# Car Insurance Quote



## SausageStick (Apr 15, 2008)

Just got a renewal letter through quoting me £311 fully comp from Hastings Direct, bearing in mind its only a 1.9tdi and Im 40 I thought I'd quickly check a compare site.
Well interesting results, out of about 30 quotes 25 were cheaper and the cheapest was..... yep you guessed Hastings Bloody Direct coming in at £206.
Im going to call them in a while but was just wondering how insurance companys can justify such a mark up on loyal customers(mugs).

Anyone in the insurance business who could shed a little light it would be appreciated.

Regards,

Jason


----------



## chrisc (Jun 15, 2008)

phone your insurance back up i bet they beat it


----------



## marley12 (Aug 2, 2009)

As Chrisc says above! Phone them ,tell them youll not renew, as youve got a far better quote elsewhere! Id be amazed if they dont beat their original quote. Also look on somewhere like supermarket.com or confused .com etc etc,Spend a few minutes and youll find a better deal! OR! just look in yellow pages, phone a few places up and shop around!
I shop around for ALL! my insurances! (cars, house, dog, travel etc!) and save hundreds!
Im guessing insurance companies just presume that customers cant be arsed shopping for better deals .so charge what the think theyll get away with!


----------



## colarado red (Jun 5, 2008)

SausageStick said:


> Just got a renewal letter through quoting me £311 fully comp from Hastings Direct, bearing in mind its only a 1.9tdi and Im 40 I thought I'd quickly check a compare site.
> Well interesting results, out of about 30 quotes 25 were cheaper and the cheapest was..... yep you guessed Hastings Bloody Direct coming in at £206.
> Im going to call them in a while but was just wondering how insurance companys can justify such a mark up on loyal customers(mugs).
> 
> ...


that quote would be for a new customer as soon as you phone hastings it would show you have a policy with them.my partner works in insurance and she get this all the time with customers using comparison it sites trying to get a better deal.


----------



## Shiny (Apr 23, 2007)

Watch the excess with Hastings, last quote i looked at was £500+ iirc, may have even been more.

Renewals should be cheaper than new business, as a large portion of a new business involves set up costs, policy issue etc, where as renewal costs to insurers are minimal in comparison. It always used to be a case of loyalty was rewarded with cheaper premiums at renewal than the new business rate.

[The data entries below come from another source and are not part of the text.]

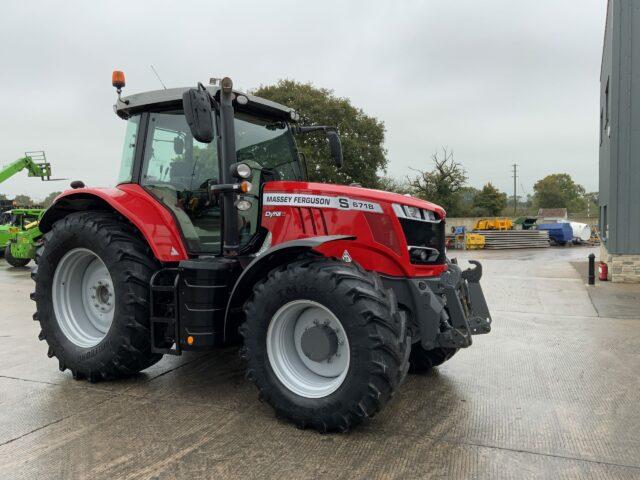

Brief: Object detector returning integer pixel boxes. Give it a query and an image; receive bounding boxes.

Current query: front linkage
[384,259,491,350]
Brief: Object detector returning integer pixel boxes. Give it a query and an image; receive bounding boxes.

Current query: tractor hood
[264,181,446,219]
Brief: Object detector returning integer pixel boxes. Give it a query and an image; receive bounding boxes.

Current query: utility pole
[512,163,518,217]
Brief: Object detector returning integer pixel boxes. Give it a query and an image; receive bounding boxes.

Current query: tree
[253,80,387,188]
[407,147,467,217]
[458,186,481,217]
[473,182,507,217]
[533,173,586,212]
[13,195,33,207]
[42,192,62,208]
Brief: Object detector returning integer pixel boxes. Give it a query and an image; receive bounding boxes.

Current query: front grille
[398,218,446,265]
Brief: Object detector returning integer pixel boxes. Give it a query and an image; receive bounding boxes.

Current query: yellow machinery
[473,217,513,230]
[465,233,485,250]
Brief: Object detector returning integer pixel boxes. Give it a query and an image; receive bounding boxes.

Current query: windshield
[234,112,306,180]
[136,109,305,254]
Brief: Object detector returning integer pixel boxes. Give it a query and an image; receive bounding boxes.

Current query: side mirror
[173,137,184,155]
[182,85,214,143]
[327,130,344,168]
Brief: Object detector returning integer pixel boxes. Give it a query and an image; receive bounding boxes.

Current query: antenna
[512,163,518,217]
[151,65,167,90]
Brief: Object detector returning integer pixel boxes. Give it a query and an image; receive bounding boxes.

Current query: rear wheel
[4,243,31,267]
[32,212,162,381]
[240,258,411,432]
[409,342,458,373]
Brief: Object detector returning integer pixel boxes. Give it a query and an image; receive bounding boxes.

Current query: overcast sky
[0,0,606,198]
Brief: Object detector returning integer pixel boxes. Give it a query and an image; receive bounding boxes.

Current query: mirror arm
[291,125,338,135]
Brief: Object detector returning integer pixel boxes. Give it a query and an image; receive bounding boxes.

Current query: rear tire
[4,243,31,268]
[31,211,162,381]
[409,342,459,373]
[240,257,411,433]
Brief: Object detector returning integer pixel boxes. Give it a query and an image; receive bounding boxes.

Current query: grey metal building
[599,0,640,282]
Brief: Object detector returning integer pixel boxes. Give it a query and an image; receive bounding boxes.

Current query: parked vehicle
[32,72,491,432]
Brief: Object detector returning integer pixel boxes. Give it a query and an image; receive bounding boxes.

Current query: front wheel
[4,243,31,267]
[240,258,411,432]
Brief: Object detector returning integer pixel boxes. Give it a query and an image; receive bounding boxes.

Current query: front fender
[40,184,188,262]
[224,235,356,341]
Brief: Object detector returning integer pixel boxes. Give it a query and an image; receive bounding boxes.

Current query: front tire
[240,257,411,432]
[31,211,162,381]
[4,243,31,268]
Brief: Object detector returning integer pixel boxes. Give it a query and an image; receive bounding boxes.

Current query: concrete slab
[0,248,640,479]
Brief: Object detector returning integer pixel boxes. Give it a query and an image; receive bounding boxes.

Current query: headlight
[393,203,440,223]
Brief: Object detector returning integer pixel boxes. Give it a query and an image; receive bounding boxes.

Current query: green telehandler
[0,151,54,267]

But car insurance is a joke these days, often a loss leader so Direct companies can bombard you with more profitable business (household, travel etc). Online quotes mean the Insurers rely on Joe Public to having enough knowledge of insurance to enter all the correct details and then they only underwrite the risk when a claim occurs - far too late in my opinion. We are heavilly regulated and I have to justify/demonstrate competence and continued professional development to the FSA before i can give anyone a car quote, but on these public online sites none of that matters.

Structured rating has disappeared with some insurers quoting "your best rate less 5% etc", bearing no thought to profitably based on underwriting factors and relying on volume (quantity not quality) of business instead.


----------



## SausageStick (Apr 15, 2008)

Just a quick update with Hastings Direct.
Apparently if I want the £206 quoted on a comparison site rather than the £311 renewal with the same company then I will have to cancel current policy and take up the new policy even though there both with the same  company. Something to do with different underwriters on each quote but I started to lose the will to live by the time this was being explained to me.

Regards,

Jason


----------



## S-X-I (Sep 6, 2006)

The insurance companies must make a fortune when people just automatically renew their policies.

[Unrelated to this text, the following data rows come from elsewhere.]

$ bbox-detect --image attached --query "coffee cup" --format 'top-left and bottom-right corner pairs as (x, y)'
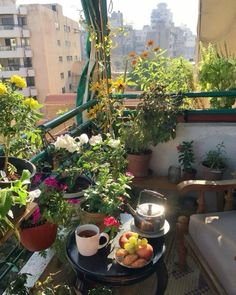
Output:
(75, 224), (109, 256)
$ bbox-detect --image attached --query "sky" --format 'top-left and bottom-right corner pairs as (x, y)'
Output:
(17, 0), (199, 34)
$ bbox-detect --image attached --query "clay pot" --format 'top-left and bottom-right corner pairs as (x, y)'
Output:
(202, 164), (225, 180)
(127, 151), (152, 177)
(19, 222), (57, 252)
(182, 169), (197, 180)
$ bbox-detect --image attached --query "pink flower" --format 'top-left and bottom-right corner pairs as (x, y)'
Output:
(33, 173), (42, 184)
(103, 216), (120, 228)
(125, 171), (134, 177)
(44, 176), (59, 188)
(68, 199), (80, 204)
(176, 144), (183, 152)
(32, 207), (41, 224)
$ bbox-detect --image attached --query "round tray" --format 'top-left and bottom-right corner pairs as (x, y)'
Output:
(130, 218), (170, 238)
(114, 251), (154, 269)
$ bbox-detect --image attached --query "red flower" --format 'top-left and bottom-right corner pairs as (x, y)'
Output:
(103, 216), (120, 228)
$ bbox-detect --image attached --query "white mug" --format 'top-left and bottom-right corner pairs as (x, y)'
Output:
(75, 224), (109, 256)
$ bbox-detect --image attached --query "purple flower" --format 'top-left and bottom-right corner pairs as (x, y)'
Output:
(33, 173), (42, 184)
(68, 199), (80, 204)
(44, 176), (60, 188)
(32, 207), (41, 224)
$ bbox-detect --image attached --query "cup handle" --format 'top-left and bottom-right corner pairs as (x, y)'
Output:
(98, 233), (109, 249)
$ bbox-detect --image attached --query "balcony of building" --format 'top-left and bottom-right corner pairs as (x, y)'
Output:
(0, 1), (236, 295)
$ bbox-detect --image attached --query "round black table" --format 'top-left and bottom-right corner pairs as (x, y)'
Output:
(66, 220), (168, 295)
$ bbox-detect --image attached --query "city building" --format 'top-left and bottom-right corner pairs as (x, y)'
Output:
(0, 0), (81, 102)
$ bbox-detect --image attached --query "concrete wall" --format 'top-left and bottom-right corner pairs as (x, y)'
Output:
(150, 123), (236, 179)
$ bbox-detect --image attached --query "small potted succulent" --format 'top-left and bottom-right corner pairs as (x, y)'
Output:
(177, 140), (197, 180)
(202, 142), (226, 180)
(0, 75), (42, 187)
(19, 176), (73, 251)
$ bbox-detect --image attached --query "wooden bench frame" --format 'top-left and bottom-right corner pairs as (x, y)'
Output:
(176, 179), (236, 295)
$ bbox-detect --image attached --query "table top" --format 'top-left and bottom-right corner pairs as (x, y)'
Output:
(66, 215), (165, 285)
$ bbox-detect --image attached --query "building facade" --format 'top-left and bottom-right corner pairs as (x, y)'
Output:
(0, 0), (81, 103)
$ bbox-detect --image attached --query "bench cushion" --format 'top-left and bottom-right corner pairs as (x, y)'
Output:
(189, 211), (236, 295)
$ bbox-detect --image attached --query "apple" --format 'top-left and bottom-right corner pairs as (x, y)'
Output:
(136, 244), (153, 260)
(119, 231), (135, 248)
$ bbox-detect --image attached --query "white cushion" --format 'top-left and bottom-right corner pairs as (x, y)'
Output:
(189, 211), (236, 295)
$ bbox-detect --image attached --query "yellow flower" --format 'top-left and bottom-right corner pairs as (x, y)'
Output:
(10, 75), (27, 88)
(129, 51), (136, 57)
(23, 97), (41, 110)
(0, 83), (7, 95)
(153, 46), (160, 51)
(147, 39), (154, 46)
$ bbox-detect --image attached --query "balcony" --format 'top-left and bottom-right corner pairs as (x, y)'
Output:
(0, 1), (236, 295)
(0, 25), (22, 38)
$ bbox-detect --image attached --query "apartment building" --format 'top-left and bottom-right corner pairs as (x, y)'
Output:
(0, 0), (81, 103)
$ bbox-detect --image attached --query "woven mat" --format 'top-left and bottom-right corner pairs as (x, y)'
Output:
(165, 233), (213, 295)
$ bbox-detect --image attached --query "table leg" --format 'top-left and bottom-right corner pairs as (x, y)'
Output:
(156, 257), (168, 295)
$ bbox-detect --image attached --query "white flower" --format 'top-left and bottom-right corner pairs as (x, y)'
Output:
(89, 134), (102, 145)
(108, 139), (120, 149)
(78, 133), (89, 144)
(54, 134), (79, 153)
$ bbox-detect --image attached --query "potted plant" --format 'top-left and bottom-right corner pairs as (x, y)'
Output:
(202, 142), (226, 180)
(20, 176), (73, 251)
(121, 86), (182, 177)
(0, 170), (33, 235)
(177, 140), (197, 180)
(0, 75), (41, 187)
(80, 167), (132, 227)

When ever I get my renewal through the post I'm straight on the phone to negotiate a better price. In doing this I have saved money every time!


----------



## Grizzle (Jul 12, 2006)

S-X-I said:


> The insurance companies must make a fortune when people just automatically renew their policies.
> 
> When ever I get my renewal through the post I'm straight on the phone to negotiate a better price. In doing this I have saved money every time!


yeh i do the same and recently i done it for my mum she had one claim recently own fault no one involved  anyway her renewal came in it was £230 its not £760 for a 2008 1.1 Hyundai Getz GSI shes only done two thousand miles in a year :lol: straight onto compare the market got it down to £330 baring in mind she had a claim and also got free Green flag breakdown cover.

It pays to shop around. :thumb:


----------



## Stumper (Apr 5, 2009)

It's worth looking on a cashback site like Quidco when you're getting car insurance. I took mine out last year via Quidco and managed to get £100 cashback off what was my cheapest quote. I only paid about £150 fully comp for the year!


----------



## MATT ST (Aug 19, 2009)

Im with esure i pay £400 a year for me and my partner on my r26 and shes a terrible driver to lol. Try them they do price matching to.


----------